Humanitarian Intervention: Using Force to Build Peace and Democracy

  • NINT 5225 - Humanitarian Intervention: Using Force to Build Peace and Democracy (Fall 2008)

Section A/CRN 3849 (syllabus)
Anna DiLellio
Thursday 6.00pm - 7.50pm

This course addresses the legal, political and ethical questions that arise from humanitarian intervention. Contemporary events and the growing internationalization of human rights legislation can pose a serious challenge to existing legal and political notions of state sovereignty and war, as the debate on the 1999 NATO bombing campaign against the Former Republic Yugoslavia (today Serbia and Montenegro) amply demonstrates. In that case, NATO's intervention and its aftermath tested the post-Cold War world's growing consensus on human rights as a normative framework for both the claims and obligations of individuals and states. We will give particular attention to those issues, among others drawn from recent conflicts, including Bosnia and Herzegovina, Rwanda and Iraq.
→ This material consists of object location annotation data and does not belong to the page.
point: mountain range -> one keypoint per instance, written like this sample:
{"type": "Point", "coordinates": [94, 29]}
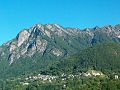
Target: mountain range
{"type": "Point", "coordinates": [43, 45]}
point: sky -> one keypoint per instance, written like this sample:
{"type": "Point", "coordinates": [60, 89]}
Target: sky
{"type": "Point", "coordinates": [16, 15]}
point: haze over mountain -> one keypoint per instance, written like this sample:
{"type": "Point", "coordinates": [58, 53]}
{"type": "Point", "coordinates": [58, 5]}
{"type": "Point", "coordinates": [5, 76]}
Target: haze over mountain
{"type": "Point", "coordinates": [42, 45]}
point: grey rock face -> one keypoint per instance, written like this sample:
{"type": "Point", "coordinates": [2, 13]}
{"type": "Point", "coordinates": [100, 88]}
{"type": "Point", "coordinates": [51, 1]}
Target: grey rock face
{"type": "Point", "coordinates": [55, 40]}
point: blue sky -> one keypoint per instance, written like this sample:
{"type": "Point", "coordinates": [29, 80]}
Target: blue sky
{"type": "Point", "coordinates": [16, 15]}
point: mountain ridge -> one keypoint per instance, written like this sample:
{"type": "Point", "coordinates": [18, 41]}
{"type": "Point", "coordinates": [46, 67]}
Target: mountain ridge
{"type": "Point", "coordinates": [42, 45]}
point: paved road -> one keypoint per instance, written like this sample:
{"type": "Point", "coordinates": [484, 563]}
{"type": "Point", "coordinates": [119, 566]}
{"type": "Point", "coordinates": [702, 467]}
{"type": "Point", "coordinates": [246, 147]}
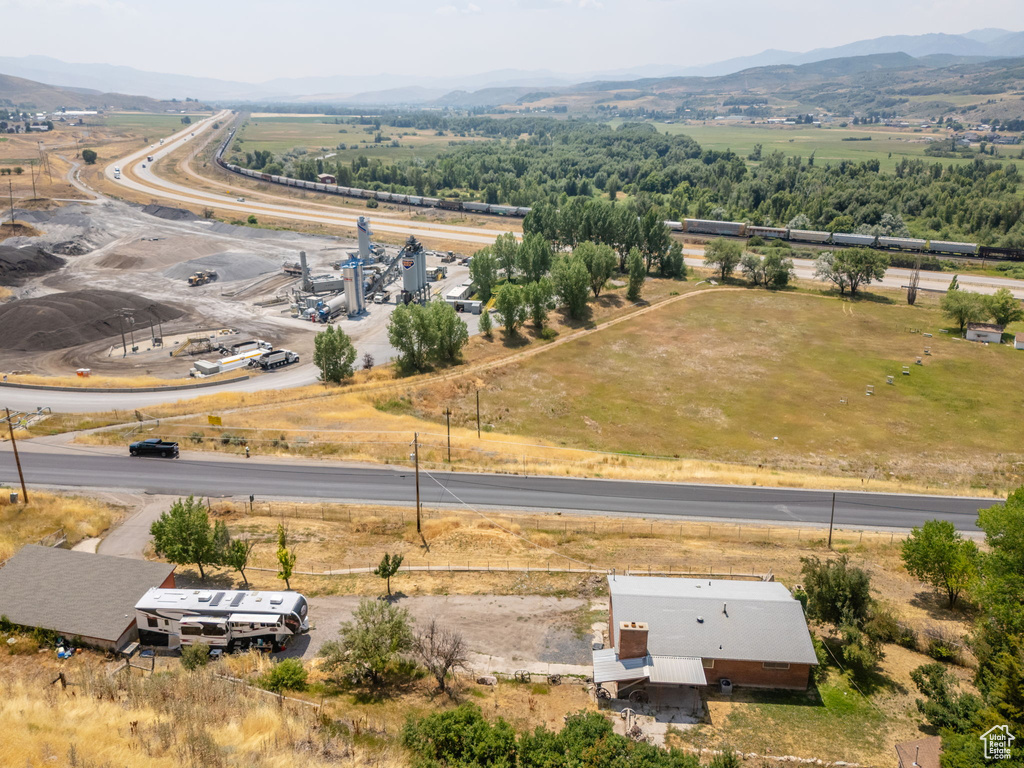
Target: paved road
{"type": "Point", "coordinates": [86, 468]}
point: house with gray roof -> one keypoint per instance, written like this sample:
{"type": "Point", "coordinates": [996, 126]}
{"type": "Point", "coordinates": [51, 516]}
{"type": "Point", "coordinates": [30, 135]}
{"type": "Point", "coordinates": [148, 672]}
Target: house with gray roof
{"type": "Point", "coordinates": [79, 594]}
{"type": "Point", "coordinates": [695, 632]}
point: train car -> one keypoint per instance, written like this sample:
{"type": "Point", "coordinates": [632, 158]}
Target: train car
{"type": "Point", "coordinates": [848, 239]}
{"type": "Point", "coordinates": [809, 236]}
{"type": "Point", "coordinates": [956, 249]}
{"type": "Point", "coordinates": [1010, 254]}
{"type": "Point", "coordinates": [902, 244]}
{"type": "Point", "coordinates": [705, 226]}
{"type": "Point", "coordinates": [768, 232]}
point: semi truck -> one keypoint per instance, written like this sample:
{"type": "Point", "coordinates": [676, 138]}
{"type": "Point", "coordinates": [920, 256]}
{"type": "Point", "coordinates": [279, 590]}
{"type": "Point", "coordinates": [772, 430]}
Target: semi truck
{"type": "Point", "coordinates": [154, 446]}
{"type": "Point", "coordinates": [276, 358]}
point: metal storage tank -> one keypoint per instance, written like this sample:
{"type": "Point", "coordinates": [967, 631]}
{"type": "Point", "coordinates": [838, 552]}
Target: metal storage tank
{"type": "Point", "coordinates": [847, 239]}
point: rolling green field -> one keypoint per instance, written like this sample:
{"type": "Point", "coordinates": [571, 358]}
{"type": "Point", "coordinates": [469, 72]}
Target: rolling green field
{"type": "Point", "coordinates": [318, 133]}
{"type": "Point", "coordinates": [759, 378]}
{"type": "Point", "coordinates": [826, 143]}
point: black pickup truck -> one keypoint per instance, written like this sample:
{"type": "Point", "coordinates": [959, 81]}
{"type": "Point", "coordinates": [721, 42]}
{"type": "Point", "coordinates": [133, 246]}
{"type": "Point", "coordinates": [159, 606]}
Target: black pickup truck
{"type": "Point", "coordinates": [154, 446]}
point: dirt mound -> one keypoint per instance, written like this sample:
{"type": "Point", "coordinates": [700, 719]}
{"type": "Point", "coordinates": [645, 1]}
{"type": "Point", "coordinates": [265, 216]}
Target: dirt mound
{"type": "Point", "coordinates": [171, 214]}
{"type": "Point", "coordinates": [71, 248]}
{"type": "Point", "coordinates": [67, 320]}
{"type": "Point", "coordinates": [229, 265]}
{"type": "Point", "coordinates": [18, 263]}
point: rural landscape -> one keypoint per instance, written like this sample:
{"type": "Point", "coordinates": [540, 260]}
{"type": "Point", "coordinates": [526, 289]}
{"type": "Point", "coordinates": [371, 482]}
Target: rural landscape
{"type": "Point", "coordinates": [524, 409]}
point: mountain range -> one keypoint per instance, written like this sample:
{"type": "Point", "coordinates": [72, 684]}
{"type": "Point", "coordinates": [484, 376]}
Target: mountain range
{"type": "Point", "coordinates": [387, 89]}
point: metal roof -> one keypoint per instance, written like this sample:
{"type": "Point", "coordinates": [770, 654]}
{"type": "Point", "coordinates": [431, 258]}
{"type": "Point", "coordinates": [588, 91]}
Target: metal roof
{"type": "Point", "coordinates": [695, 617]}
{"type": "Point", "coordinates": [76, 593]}
{"type": "Point", "coordinates": [658, 670]}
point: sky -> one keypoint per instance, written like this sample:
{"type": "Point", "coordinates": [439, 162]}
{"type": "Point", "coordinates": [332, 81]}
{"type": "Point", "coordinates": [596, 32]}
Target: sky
{"type": "Point", "coordinates": [259, 40]}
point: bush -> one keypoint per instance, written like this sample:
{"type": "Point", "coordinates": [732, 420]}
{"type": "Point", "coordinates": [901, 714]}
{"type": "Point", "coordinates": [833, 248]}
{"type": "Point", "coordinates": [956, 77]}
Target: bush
{"type": "Point", "coordinates": [194, 656]}
{"type": "Point", "coordinates": [289, 674]}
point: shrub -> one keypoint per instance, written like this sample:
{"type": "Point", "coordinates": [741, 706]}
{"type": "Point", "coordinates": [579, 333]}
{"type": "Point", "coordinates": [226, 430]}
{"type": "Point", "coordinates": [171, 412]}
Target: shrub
{"type": "Point", "coordinates": [289, 674]}
{"type": "Point", "coordinates": [194, 656]}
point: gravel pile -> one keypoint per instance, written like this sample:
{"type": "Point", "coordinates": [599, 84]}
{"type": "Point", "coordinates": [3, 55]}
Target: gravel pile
{"type": "Point", "coordinates": [18, 263]}
{"type": "Point", "coordinates": [66, 320]}
{"type": "Point", "coordinates": [230, 265]}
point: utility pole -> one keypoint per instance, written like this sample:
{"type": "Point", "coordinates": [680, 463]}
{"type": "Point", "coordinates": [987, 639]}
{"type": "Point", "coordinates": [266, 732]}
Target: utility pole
{"type": "Point", "coordinates": [17, 460]}
{"type": "Point", "coordinates": [416, 454]}
{"type": "Point", "coordinates": [832, 519]}
{"type": "Point", "coordinates": [448, 418]}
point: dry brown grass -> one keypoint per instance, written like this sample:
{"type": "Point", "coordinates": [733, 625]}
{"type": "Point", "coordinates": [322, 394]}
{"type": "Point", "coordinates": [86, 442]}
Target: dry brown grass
{"type": "Point", "coordinates": [170, 720]}
{"type": "Point", "coordinates": [26, 523]}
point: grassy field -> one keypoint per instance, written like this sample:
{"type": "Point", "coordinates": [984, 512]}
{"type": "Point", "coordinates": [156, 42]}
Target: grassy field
{"type": "Point", "coordinates": [321, 134]}
{"type": "Point", "coordinates": [774, 380]}
{"type": "Point", "coordinates": [27, 523]}
{"type": "Point", "coordinates": [888, 145]}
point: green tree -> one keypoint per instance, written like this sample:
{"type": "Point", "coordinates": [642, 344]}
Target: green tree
{"type": "Point", "coordinates": [1004, 307]}
{"type": "Point", "coordinates": [194, 656]}
{"type": "Point", "coordinates": [837, 593]}
{"type": "Point", "coordinates": [388, 567]}
{"type": "Point", "coordinates": [535, 257]}
{"type": "Point", "coordinates": [571, 286]}
{"type": "Point", "coordinates": [286, 557]}
{"type": "Point", "coordinates": [964, 307]}
{"type": "Point", "coordinates": [184, 536]}
{"type": "Point", "coordinates": [638, 273]}
{"type": "Point", "coordinates": [450, 332]}
{"type": "Point", "coordinates": [938, 554]}
{"type": "Point", "coordinates": [511, 306]}
{"type": "Point", "coordinates": [539, 296]}
{"type": "Point", "coordinates": [237, 556]}
{"type": "Point", "coordinates": [334, 354]}
{"type": "Point", "coordinates": [851, 268]}
{"type": "Point", "coordinates": [723, 255]}
{"type": "Point", "coordinates": [506, 250]}
{"type": "Point", "coordinates": [288, 674]}
{"type": "Point", "coordinates": [377, 636]}
{"type": "Point", "coordinates": [483, 270]}
{"type": "Point", "coordinates": [600, 263]}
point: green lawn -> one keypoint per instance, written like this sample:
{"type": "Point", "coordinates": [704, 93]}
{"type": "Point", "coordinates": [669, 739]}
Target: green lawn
{"type": "Point", "coordinates": [755, 377]}
{"type": "Point", "coordinates": [826, 143]}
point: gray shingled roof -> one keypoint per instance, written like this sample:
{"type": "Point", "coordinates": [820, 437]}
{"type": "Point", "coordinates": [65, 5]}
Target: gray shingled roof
{"type": "Point", "coordinates": [741, 621]}
{"type": "Point", "coordinates": [76, 593]}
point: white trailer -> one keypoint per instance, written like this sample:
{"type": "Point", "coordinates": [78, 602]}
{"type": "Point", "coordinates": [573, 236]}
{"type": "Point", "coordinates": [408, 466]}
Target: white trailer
{"type": "Point", "coordinates": [225, 619]}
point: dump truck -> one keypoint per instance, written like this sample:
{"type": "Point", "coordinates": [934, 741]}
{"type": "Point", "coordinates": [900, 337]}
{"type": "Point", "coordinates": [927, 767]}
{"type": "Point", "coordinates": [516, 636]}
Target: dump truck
{"type": "Point", "coordinates": [276, 358]}
{"type": "Point", "coordinates": [154, 446]}
{"type": "Point", "coordinates": [203, 276]}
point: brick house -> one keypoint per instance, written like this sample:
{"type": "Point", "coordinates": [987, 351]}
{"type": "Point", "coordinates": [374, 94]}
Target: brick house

The course starts with a survey of the main norm-setting documents, as well as the political and intellectual arguments that lay out the justification and limits of humanitarian intervention. As the concept (and the policy) of intervention develops, both theoretically and in policy terms, the notion of the use of force to build peace takes new turns after September 11. In the theory of preemptive/preventive war the primary goal is to stop rogue states from threatening the lives of democracies, but the ‘realist' perspective of international politics rests also on a normative base that includes a humanitarian component. As the theory of the just war is stretched to accommodate a wider range of particular cases, today, as in the 1990s, the questions remain the same. When and how is it just to intervene? What are the outcomes of intervention or the lack of it? How does intervention deal with democratic governance in post-conflict societies? Answering questions on the concrete consequences of intervention might also help redefine its foundation and purposes.